Je suis personnellement attaché à la Sécurité sociale ; je suis convaincu que sans elle, notre tissu social ne résisterait pas un instant au choc de la crise. Je suis donc décidé à prendre toutes les mesures mêmes les plus difficiles, qui seront nécessaires à garantir sa pérennité.
- Des efforts également pour s'attaquer avec une vigueur renouvelée aux problèmes du chômage. Sur ses conséquences sociales dramatiques, tout a été dit. Quel objectif peut, en la matière, se fixer le gouvernement pour 1994 ? Naturellement pas la fin rapide du chômage ; j'ai fondé mon action sur la vérité. Mais je l'ai aussi fondée sur le refus de la résignation ; le chômage n'est pas inéluctable. Notre objectif pour 1994 est de tout faire pour en stopper le développement.

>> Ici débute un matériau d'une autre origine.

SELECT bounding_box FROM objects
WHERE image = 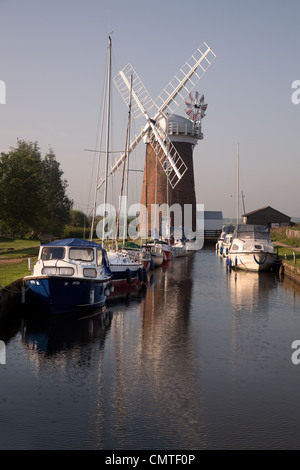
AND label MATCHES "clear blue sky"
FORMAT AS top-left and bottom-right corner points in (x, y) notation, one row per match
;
(1, 0), (299, 219)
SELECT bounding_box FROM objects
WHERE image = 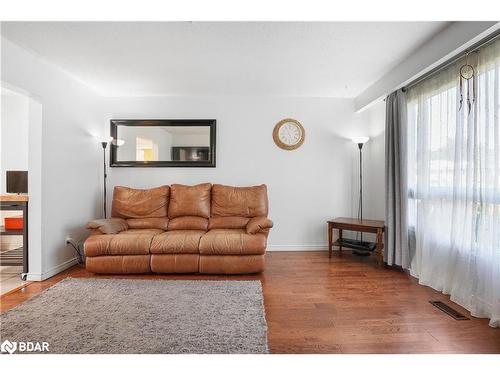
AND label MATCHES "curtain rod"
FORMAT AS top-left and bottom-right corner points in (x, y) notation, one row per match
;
(401, 27), (500, 92)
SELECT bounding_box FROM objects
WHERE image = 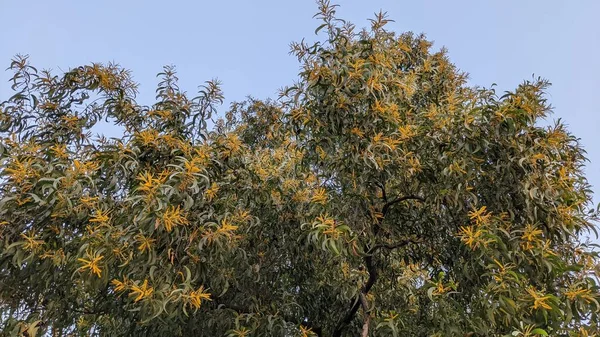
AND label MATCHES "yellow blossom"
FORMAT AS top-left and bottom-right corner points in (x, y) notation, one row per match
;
(80, 196), (99, 208)
(148, 109), (172, 120)
(136, 129), (159, 146)
(77, 250), (104, 278)
(111, 278), (129, 292)
(468, 206), (491, 224)
(135, 234), (156, 253)
(433, 280), (451, 295)
(184, 158), (202, 175)
(89, 209), (110, 224)
(315, 214), (340, 239)
(223, 133), (242, 155)
(205, 182), (219, 201)
(5, 158), (37, 185)
(300, 325), (315, 337)
(526, 287), (552, 310)
(72, 160), (99, 175)
(458, 226), (484, 250)
(310, 187), (328, 205)
(282, 178), (300, 192)
(50, 143), (69, 159)
(185, 285), (212, 309)
(233, 209), (251, 223)
(61, 115), (80, 128)
(373, 132), (384, 144)
(137, 171), (161, 194)
(161, 205), (188, 232)
(216, 218), (238, 236)
(521, 224), (543, 251)
(230, 328), (250, 337)
(130, 279), (153, 302)
(398, 124), (416, 140)
(293, 188), (311, 203)
(21, 231), (44, 252)
(565, 286), (593, 302)
(350, 127), (364, 138)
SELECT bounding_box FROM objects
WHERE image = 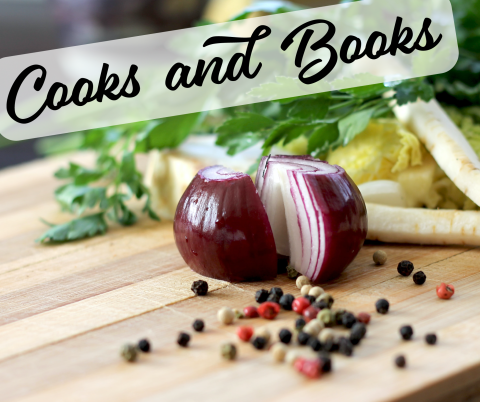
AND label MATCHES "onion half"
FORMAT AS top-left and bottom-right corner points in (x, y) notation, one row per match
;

L'effort n'est pas incompatible avec l'espérance. Je crois pour ma part qu'il est possible et raisonnable de renouer avec l'espoir. Le rôle international de la France n'est plus contesté par personne ; l'unité de l'Europe est, grâce à elle , reconstituée ; l'économie de notre pays n'est plus, depuis quelques semaines, en récession ; l'année 1994 doit être celle où les Français reprennent confiance en eux et en leur pays et retrouvent foi dans l'avenir. Mon message est un message de conviction, d'effort et d'espérance.
Vous me permettrez une conclusion personnelle : je n'ignore pas que 1994 sera suivi de 1995 et qu'en 1995 iI y aura, pour la France, un rendez-vous très important, les élections présidentielles.
Que personne n'en doute : quelles que soient les contraintes que font peser sur l'action du gouvernement les échéances électorales, j'ai bien l'intention d'exercer mes fonctions dans leur plénitude et d'assumer mes responsabilités de chef du gouvernement.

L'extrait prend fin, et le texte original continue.